This article was taken from Time magazine on 5-2-2006

 

Clean Power for China

 

By: Bryan Walsh/Hong Kong

 

 

“Like just about every ambitious engineering student at China’s Tsinghua University in the early 1980s, Li Zheng had his heart set on the high-tech, high-profile electronics field- up until the day he bombed on an electronics exam. But his uncharacteristic classroom stumble led Li to a field that could play an even larger role in China’s future: energy production. “I think the choice was a very fortunate one in the end,” says Li, who studied thermal engineering and in 2000 became a full professor at the Tsinghua – China’s M.I.T. – at the remarkably young age of 35. “Engineering is incredibly important for a growing society like China.”

 

But energy means carbon, and China’s booming economy puts it on a path to become the world’s No. 1 greenhouse-gas emitter as early as 2020. Li knows China needs clean energy as baldly as the developed world needs China to clean up, which is why he joined the Tsinghua – BP Clean Energy Research and Education Center as director when it opened as director when it opened in 2003. The center’s most promising project is a new technology called polygeneration, by which coal is converted into a cleaner gaseous fuel that can both generate electricity and be processed into a petroleum substitute.

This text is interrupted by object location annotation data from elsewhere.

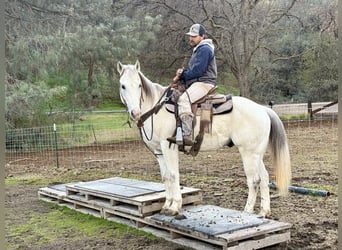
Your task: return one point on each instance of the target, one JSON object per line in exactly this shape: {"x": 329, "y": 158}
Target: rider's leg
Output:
{"x": 195, "y": 92}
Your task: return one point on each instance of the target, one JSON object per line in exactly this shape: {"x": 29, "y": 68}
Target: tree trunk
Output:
{"x": 92, "y": 99}
{"x": 244, "y": 85}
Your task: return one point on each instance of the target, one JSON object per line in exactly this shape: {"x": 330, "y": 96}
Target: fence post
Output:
{"x": 56, "y": 144}
{"x": 310, "y": 109}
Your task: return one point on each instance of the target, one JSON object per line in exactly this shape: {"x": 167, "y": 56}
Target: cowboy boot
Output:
{"x": 187, "y": 132}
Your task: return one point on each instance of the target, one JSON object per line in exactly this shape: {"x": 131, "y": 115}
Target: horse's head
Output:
{"x": 131, "y": 88}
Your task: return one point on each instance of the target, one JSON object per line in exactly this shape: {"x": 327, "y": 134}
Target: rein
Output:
{"x": 149, "y": 113}
{"x": 153, "y": 110}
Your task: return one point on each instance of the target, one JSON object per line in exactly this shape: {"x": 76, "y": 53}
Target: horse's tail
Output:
{"x": 280, "y": 152}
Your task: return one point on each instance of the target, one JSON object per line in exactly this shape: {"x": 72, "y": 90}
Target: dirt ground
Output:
{"x": 219, "y": 174}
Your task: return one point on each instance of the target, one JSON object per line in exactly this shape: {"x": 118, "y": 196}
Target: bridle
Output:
{"x": 154, "y": 110}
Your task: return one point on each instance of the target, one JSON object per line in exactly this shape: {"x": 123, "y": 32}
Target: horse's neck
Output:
{"x": 153, "y": 92}
{"x": 151, "y": 100}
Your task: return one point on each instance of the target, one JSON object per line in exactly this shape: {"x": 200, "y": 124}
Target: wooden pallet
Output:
{"x": 141, "y": 205}
{"x": 141, "y": 211}
{"x": 267, "y": 234}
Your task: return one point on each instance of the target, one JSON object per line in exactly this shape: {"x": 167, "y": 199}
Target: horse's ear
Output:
{"x": 119, "y": 67}
{"x": 137, "y": 65}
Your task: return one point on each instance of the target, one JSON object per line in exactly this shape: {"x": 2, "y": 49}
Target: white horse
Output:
{"x": 250, "y": 127}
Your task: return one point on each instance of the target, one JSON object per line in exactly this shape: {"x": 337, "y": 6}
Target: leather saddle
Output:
{"x": 218, "y": 103}
{"x": 211, "y": 104}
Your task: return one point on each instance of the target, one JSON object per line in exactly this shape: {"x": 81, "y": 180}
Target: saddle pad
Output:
{"x": 218, "y": 109}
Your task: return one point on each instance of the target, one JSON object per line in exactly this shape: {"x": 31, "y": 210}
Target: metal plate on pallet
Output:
{"x": 155, "y": 186}
{"x": 121, "y": 187}
{"x": 61, "y": 187}
{"x": 210, "y": 220}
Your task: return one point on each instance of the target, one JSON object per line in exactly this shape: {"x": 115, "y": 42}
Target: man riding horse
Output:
{"x": 197, "y": 80}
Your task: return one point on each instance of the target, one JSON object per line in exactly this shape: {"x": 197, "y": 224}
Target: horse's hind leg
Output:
{"x": 265, "y": 208}
{"x": 251, "y": 168}
{"x": 257, "y": 178}
{"x": 166, "y": 181}
{"x": 168, "y": 163}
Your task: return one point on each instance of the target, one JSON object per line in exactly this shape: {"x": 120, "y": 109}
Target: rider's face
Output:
{"x": 194, "y": 40}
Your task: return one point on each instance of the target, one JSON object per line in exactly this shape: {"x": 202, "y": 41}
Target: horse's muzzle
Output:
{"x": 135, "y": 114}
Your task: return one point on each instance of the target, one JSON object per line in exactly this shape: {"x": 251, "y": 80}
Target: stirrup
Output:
{"x": 187, "y": 140}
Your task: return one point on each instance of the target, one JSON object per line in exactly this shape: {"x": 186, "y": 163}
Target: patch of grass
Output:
{"x": 26, "y": 179}
{"x": 294, "y": 116}
{"x": 63, "y": 222}
{"x": 316, "y": 186}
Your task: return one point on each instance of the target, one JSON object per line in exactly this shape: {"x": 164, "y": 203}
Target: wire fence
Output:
{"x": 111, "y": 143}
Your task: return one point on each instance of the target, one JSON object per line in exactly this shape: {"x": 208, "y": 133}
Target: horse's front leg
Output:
{"x": 169, "y": 169}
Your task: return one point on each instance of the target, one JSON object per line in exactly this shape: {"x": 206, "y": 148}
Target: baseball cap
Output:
{"x": 196, "y": 30}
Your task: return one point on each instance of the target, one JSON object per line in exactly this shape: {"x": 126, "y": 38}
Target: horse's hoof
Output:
{"x": 168, "y": 212}
{"x": 180, "y": 217}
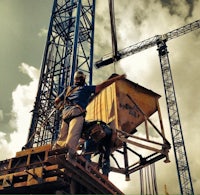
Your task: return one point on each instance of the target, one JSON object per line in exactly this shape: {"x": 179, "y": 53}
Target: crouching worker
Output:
{"x": 75, "y": 99}
{"x": 98, "y": 141}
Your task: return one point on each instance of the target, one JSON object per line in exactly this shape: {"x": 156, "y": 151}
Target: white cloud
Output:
{"x": 23, "y": 97}
{"x": 43, "y": 32}
{"x": 1, "y": 115}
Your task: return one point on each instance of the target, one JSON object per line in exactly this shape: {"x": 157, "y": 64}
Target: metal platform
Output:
{"x": 41, "y": 171}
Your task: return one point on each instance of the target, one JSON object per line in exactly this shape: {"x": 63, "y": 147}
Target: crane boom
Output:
{"x": 146, "y": 44}
{"x": 184, "y": 177}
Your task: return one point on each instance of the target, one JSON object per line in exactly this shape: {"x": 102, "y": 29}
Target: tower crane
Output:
{"x": 184, "y": 177}
{"x": 69, "y": 47}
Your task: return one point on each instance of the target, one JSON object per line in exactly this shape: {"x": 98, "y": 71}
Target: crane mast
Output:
{"x": 69, "y": 47}
{"x": 184, "y": 177}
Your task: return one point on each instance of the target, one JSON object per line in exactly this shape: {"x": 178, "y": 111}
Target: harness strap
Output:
{"x": 67, "y": 120}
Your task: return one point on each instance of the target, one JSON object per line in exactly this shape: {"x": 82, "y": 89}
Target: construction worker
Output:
{"x": 100, "y": 146}
{"x": 75, "y": 100}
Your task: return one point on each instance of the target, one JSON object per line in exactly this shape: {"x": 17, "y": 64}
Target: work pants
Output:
{"x": 70, "y": 131}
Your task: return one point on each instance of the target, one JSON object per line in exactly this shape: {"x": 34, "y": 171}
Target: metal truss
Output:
{"x": 69, "y": 47}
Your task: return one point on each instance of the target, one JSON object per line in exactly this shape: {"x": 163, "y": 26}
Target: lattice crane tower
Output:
{"x": 182, "y": 165}
{"x": 69, "y": 47}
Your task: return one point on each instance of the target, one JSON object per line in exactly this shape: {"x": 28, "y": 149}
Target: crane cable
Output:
{"x": 113, "y": 30}
{"x": 148, "y": 183}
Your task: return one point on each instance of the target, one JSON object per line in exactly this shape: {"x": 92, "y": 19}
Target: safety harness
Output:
{"x": 69, "y": 91}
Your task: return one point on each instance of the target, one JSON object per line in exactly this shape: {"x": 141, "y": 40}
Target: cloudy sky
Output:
{"x": 24, "y": 25}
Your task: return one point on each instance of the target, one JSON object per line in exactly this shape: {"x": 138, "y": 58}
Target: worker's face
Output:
{"x": 80, "y": 81}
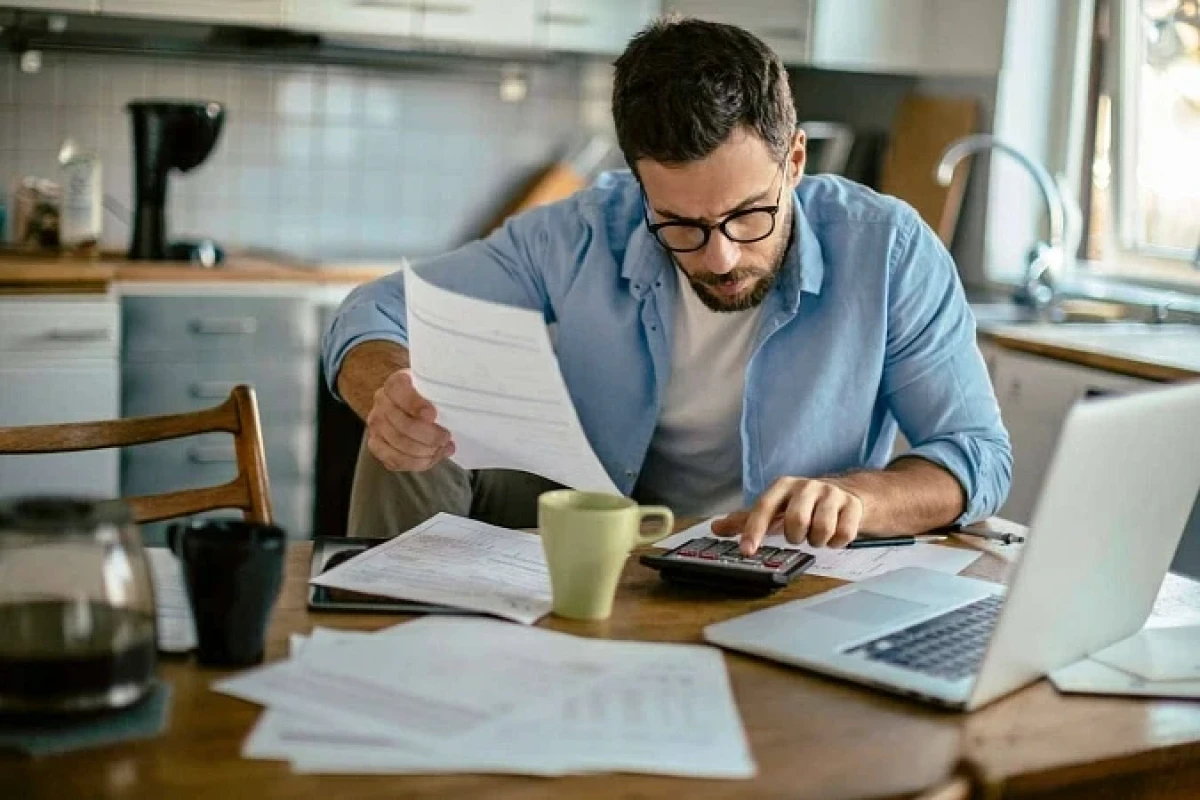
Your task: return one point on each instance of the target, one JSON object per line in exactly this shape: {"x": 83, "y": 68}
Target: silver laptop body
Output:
{"x": 1110, "y": 515}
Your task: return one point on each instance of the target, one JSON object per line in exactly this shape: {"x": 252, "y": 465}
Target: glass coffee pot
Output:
{"x": 77, "y": 609}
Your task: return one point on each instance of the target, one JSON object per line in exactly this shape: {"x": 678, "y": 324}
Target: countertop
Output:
{"x": 1163, "y": 353}
{"x": 34, "y": 274}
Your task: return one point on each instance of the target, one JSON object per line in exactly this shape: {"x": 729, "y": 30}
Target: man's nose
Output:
{"x": 720, "y": 254}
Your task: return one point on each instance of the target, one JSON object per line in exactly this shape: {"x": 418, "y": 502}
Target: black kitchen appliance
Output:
{"x": 167, "y": 134}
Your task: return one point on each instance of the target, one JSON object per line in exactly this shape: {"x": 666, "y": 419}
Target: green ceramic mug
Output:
{"x": 587, "y": 536}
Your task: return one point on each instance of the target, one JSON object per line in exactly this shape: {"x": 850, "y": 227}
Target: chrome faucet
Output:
{"x": 1045, "y": 258}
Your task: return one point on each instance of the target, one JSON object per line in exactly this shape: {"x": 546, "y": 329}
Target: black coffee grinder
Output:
{"x": 168, "y": 136}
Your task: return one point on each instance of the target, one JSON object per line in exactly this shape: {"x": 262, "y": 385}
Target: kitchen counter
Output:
{"x": 1162, "y": 353}
{"x": 42, "y": 275}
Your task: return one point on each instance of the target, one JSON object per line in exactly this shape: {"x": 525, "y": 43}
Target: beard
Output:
{"x": 703, "y": 283}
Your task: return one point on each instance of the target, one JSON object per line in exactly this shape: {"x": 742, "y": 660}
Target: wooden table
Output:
{"x": 811, "y": 737}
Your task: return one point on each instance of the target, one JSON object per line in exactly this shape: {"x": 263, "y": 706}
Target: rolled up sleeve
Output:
{"x": 502, "y": 268}
{"x": 935, "y": 378}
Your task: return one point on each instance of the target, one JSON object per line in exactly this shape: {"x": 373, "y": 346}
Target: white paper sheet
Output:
{"x": 491, "y": 372}
{"x": 1177, "y": 603}
{"x": 454, "y": 561}
{"x": 177, "y": 629}
{"x": 1089, "y": 677}
{"x": 427, "y": 684}
{"x": 1157, "y": 654}
{"x": 855, "y": 564}
{"x": 634, "y": 707}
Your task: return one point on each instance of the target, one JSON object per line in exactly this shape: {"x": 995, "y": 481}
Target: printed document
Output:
{"x": 509, "y": 699}
{"x": 491, "y": 372}
{"x": 451, "y": 560}
{"x": 857, "y": 564}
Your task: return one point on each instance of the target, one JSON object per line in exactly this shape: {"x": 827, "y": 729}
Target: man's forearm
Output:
{"x": 364, "y": 371}
{"x": 910, "y": 497}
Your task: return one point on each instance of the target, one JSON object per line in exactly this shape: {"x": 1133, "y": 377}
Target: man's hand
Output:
{"x": 820, "y": 511}
{"x": 402, "y": 429}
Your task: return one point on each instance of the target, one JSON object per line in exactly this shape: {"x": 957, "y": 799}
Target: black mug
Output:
{"x": 232, "y": 570}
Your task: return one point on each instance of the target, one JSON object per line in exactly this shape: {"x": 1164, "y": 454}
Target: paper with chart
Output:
{"x": 855, "y": 564}
{"x": 177, "y": 627}
{"x": 568, "y": 704}
{"x": 491, "y": 372}
{"x": 451, "y": 560}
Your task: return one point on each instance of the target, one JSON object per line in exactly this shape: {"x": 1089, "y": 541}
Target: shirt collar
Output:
{"x": 803, "y": 271}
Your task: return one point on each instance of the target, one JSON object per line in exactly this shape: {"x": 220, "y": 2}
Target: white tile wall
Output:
{"x": 322, "y": 162}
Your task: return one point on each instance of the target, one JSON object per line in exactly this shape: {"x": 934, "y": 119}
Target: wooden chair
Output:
{"x": 238, "y": 415}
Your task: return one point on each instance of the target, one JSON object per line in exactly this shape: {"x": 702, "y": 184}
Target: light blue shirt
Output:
{"x": 865, "y": 331}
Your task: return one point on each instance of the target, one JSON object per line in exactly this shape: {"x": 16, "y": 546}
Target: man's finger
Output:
{"x": 730, "y": 524}
{"x": 762, "y": 513}
{"x": 426, "y": 433}
{"x": 849, "y": 521}
{"x": 399, "y": 389}
{"x": 825, "y": 517}
{"x": 798, "y": 515}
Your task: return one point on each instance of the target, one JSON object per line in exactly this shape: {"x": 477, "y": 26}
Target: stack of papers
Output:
{"x": 856, "y": 564}
{"x": 1162, "y": 660}
{"x": 469, "y": 695}
{"x": 451, "y": 560}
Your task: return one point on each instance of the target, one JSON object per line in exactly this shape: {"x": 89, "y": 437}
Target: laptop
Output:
{"x": 1108, "y": 521}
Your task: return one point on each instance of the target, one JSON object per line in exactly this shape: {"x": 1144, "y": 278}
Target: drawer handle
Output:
{"x": 81, "y": 335}
{"x": 210, "y": 389}
{"x": 394, "y": 5}
{"x": 785, "y": 34}
{"x": 222, "y": 325}
{"x": 211, "y": 455}
{"x": 565, "y": 18}
{"x": 445, "y": 7}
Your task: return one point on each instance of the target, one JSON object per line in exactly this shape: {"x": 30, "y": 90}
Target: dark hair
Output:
{"x": 683, "y": 85}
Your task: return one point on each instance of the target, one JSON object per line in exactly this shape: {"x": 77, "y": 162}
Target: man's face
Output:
{"x": 741, "y": 174}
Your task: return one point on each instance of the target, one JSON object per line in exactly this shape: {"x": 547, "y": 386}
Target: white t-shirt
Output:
{"x": 694, "y": 464}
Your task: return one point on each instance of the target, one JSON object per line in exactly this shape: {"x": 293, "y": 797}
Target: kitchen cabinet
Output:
{"x": 369, "y": 17}
{"x": 786, "y": 25}
{"x": 59, "y": 362}
{"x": 75, "y": 6}
{"x": 511, "y": 23}
{"x": 240, "y": 12}
{"x": 1035, "y": 396}
{"x": 186, "y": 353}
{"x": 931, "y": 37}
{"x": 593, "y": 25}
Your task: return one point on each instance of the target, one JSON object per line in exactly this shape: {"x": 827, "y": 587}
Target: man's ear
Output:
{"x": 798, "y": 156}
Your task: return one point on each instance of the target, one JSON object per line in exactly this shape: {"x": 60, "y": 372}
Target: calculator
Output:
{"x": 718, "y": 564}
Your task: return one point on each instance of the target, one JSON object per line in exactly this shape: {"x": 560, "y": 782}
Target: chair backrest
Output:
{"x": 249, "y": 492}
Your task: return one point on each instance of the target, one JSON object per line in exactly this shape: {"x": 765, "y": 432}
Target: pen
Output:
{"x": 891, "y": 541}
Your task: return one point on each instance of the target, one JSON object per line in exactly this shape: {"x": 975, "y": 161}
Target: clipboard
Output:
{"x": 331, "y": 551}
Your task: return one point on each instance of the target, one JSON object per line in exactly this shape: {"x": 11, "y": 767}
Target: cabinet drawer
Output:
{"x": 291, "y": 507}
{"x": 286, "y": 390}
{"x": 60, "y": 328}
{"x": 210, "y": 459}
{"x": 217, "y": 329}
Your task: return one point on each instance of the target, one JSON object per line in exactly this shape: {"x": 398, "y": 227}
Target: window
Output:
{"x": 1141, "y": 196}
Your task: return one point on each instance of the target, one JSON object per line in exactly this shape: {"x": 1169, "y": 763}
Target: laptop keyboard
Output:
{"x": 949, "y": 647}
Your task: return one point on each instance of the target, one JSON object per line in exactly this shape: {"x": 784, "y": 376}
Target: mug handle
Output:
{"x": 667, "y": 523}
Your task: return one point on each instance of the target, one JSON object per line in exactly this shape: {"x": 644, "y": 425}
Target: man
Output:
{"x": 738, "y": 338}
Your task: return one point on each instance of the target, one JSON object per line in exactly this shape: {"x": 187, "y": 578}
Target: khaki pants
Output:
{"x": 384, "y": 504}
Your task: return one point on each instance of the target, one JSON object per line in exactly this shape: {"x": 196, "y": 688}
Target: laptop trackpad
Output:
{"x": 868, "y": 608}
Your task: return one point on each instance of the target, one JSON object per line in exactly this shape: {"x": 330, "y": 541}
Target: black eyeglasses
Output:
{"x": 743, "y": 227}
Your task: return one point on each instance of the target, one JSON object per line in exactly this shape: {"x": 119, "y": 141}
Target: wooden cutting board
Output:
{"x": 923, "y": 127}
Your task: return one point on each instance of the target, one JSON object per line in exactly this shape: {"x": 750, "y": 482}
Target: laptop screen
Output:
{"x": 1187, "y": 557}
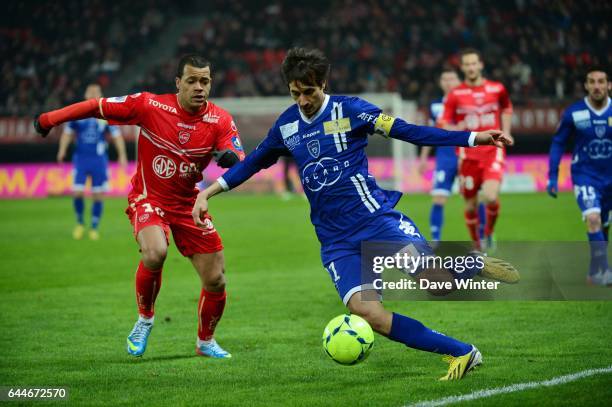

Polygeneration could cut the carbon emissions China generates by burning its copious coal reserves and reduce its dependence on oil imports. While his team continues to refine the technology – it’s still more expensive than direct coal combustion – Li is lobbying the governments a $600 million demonstration plant, and he’s optimistic he will see it built. “China is motivated to develop this technology,” Li says. And the rest of the world is hoping it does."